In one of his first acts after landing in America Monday, Russian President Boris Yeltsin phoned Alexander Solzhenitsyn to voice contrition for past Kremlin persecution and to assure the Nobel literature laureate that "Russia's doors are wide open" for his return, Yeltsin's spokesman said.
"In the words of the president, one could feel undertones of repentance," Vyacheslav V. Kostikov told reporters at the Russian Embassy after the 30-minute call between Russia's president and its greatest living writer, in exile since 1974."He (Yeltsin) understands that the authorities caused great moral damage to Solzhenitsyn . . . a great writer," Kostikov said.
Solzhenitsyn, the author of the monumental "Gulag Archipelago," a stunning chronicle of political repression in the prisons and labor camps of the Soviet Union, was accused of treason and banished from the Soviet Union four years after he won the Nobel Prize. He lives now in Cavendish, Vt.
Last month, Solzhenitsyn's wife, Natalia, flew to Moscow with the couple's three sons to prepare for the author's return to the non-Soviet, non-communist Russia he had so long advocated. This month, authorities also decided to return the novelist's apartment to him.

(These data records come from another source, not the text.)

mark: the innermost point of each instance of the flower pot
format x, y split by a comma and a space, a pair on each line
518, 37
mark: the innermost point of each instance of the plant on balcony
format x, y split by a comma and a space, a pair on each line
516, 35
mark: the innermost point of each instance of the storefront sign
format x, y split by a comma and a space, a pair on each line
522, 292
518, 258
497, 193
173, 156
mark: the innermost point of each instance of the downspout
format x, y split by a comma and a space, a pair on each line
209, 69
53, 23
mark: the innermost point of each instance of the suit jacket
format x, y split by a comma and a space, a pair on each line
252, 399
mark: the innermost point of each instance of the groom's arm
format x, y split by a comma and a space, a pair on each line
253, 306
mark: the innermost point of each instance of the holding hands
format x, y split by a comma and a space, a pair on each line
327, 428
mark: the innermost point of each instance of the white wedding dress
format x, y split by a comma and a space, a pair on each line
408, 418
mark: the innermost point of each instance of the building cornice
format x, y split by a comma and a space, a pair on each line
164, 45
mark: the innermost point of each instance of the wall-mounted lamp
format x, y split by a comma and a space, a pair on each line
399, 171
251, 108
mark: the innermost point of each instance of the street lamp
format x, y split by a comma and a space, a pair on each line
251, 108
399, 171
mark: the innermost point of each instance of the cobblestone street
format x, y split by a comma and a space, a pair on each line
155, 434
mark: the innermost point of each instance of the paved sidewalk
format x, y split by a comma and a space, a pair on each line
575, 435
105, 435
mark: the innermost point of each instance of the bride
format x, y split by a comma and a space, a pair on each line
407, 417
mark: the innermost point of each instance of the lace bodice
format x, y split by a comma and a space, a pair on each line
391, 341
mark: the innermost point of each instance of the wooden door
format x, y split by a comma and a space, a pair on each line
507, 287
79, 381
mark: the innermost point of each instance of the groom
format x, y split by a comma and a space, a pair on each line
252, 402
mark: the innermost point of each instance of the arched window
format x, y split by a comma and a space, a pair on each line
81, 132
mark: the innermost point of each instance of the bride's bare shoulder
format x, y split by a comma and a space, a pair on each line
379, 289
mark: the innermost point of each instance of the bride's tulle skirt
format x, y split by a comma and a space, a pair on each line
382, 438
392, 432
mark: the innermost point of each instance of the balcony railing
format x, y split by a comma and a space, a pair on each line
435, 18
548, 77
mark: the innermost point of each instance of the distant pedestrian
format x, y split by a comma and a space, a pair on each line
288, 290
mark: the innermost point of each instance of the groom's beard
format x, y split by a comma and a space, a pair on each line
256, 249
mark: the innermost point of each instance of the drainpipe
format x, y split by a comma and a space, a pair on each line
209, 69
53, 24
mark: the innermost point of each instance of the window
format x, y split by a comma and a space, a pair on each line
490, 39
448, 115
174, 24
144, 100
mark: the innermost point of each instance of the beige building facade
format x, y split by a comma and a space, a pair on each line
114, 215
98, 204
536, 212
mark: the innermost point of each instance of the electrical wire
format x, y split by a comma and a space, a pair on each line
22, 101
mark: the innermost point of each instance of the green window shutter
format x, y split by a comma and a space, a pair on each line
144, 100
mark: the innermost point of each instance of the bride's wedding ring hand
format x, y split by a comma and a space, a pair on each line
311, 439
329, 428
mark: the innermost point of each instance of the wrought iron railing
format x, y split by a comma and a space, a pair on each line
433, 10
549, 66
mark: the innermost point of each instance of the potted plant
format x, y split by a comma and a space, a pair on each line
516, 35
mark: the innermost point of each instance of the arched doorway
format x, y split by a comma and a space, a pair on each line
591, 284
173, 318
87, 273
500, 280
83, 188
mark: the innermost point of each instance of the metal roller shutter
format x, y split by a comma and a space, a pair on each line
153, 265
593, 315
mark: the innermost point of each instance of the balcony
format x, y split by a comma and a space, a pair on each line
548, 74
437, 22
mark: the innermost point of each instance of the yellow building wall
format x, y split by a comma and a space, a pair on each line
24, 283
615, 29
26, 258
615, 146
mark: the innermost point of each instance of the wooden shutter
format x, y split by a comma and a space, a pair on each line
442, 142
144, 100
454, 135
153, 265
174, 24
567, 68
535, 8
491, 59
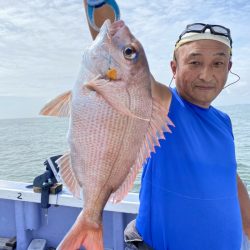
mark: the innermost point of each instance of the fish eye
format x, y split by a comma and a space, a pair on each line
129, 52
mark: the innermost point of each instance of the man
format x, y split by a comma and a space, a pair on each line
189, 195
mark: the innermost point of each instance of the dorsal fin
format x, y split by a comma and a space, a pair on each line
60, 106
158, 124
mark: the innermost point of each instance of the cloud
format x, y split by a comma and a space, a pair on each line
41, 42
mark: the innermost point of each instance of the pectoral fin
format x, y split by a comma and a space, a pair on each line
60, 106
112, 96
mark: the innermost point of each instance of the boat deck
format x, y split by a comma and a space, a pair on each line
21, 215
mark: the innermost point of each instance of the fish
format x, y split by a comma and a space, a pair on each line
118, 114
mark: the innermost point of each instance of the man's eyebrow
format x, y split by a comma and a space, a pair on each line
194, 54
220, 54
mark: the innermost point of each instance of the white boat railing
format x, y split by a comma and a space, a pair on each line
20, 191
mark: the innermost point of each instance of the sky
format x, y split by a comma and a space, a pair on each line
42, 41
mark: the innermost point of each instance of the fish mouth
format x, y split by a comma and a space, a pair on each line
114, 27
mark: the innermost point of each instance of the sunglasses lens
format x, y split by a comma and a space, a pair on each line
220, 30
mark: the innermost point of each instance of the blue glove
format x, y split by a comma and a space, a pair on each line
93, 4
96, 3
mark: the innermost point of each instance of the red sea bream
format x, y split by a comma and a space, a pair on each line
116, 119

Solzhenitsyn, whose prestige among his people is enormous, incarnates a more traditionalist strain in Russian thought than the bulk of the Westernized democrats and free-marketeers who now surround Yeltsin.
His public backing would have immense political value at a time when Yeltsin's right-wing opponents are loudly accusing the president of selling Mother Russia out to the International Monetary Fund and the West in general.